Step 5 — Sanity check
Don't claim the mode is ready until you verify these:
modes/<name>/manifest.ts type-checks against core/types/mode-manifest.ts (bunx tsc --noEmit runs clean in modes/<name>/).
bun run dev <name> starts without error (you may not be able to run this — if not, say so explicitly and ask the user to verify).
- The launcher's
/api/registry includes the new entry. Test via curl -s http://localhost:17996/api/registry | jq '.builtins[].name' (or whatever port the launcher is on). If the name isn't there, you skipped Step 3b (server/index.ts builtinNames) — go fix it before continuing.
- The launcher's mode gallery shows the new entry (same — say so if you can't run the launcher).
- There are no lingering
TODO: comments from the template you didn't address.
Closing principles
These show up in every existing mode; honor them in the one you're creating too.
- Domain-first, transport later. Define the domain type
T before choosing how it serializes. Source kind is a consequence of T, not a prior decision.
- One noun for "which object" —
ViewerAddress. Every action that takes an object reference, every notification that reports one, every locator card that points to one, must use the same address shape. Mode owns the vocabulary; framework owns the slot.
- Action space is small.
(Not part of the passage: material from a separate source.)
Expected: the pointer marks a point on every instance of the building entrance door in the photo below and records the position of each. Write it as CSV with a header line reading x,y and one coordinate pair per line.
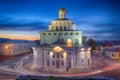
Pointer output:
x,y
57,64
Two to five actions covers almost every mode. If you're proposing seven, you're either modeling the wrong unit or surfacing UI as actions (Commands → ⑥ — handle there).
manifest.ts declares; pneuma-mode.ts implements. Keep the split. Manifest is read by skill-installer + backend; pneuma-mode.ts is read by the frontend mode-loader. Don't put React imports in manifest.ts.
SKILL.md is the agent's project guide for this mode — it follows the same "scene → contract → rules → examples → references" rhythm as the root CLAUDE.md does for the project. Put depth in skill/references/<topic>.md files, not in the main body.
- Borrowed content needs a
NOTICE.md; borrowed ideas don't. Direct transcription, license excerpts, command tables, font subsets → declare upstream + license + version. Architectural metaphors, aesthetic direction, workflow philosophy → no notice needed.
- Showcase is mandatory, but imagery can defer.
showcase.json with descriptions and a tagline is the minimum bar (so the launcher gallery has copy); imagery generation can happen later via the existing /showcase flow.
References
Open the matching file when you're about to make the corresponding decision. Don't load them all eagerly — progressive disclosure.
| File | When to read |
|---|
references/mode-anatomy.md | First touch — overview of the directory shape, required vs optional files, manifest field matrix |
references/domain-and-sources.md | Picking Source kind, designing domain type T, writing domain.ts |
references/viewer-contract-patterns.md | Wiring ViewerContract, choosing ViewerAddress vocabulary, designing workspace.resolveItems |
references/skill-md-patterns.md | Writing skill/SKILL.md and the evolution directive |
references/seed-and-showcase.md | Designing seed content sets and showcase.json |
references/external-integrations.md | proxy routes, JIT compilation, API-key params, NOTICE.md mechanics |
references/case-studies.md | "Where did make this choice?" — index by pattern, not by mode |
Templates in assets/templates/ are the concrete files you'll write from. Each template has TODO: markers where the brief plugs in.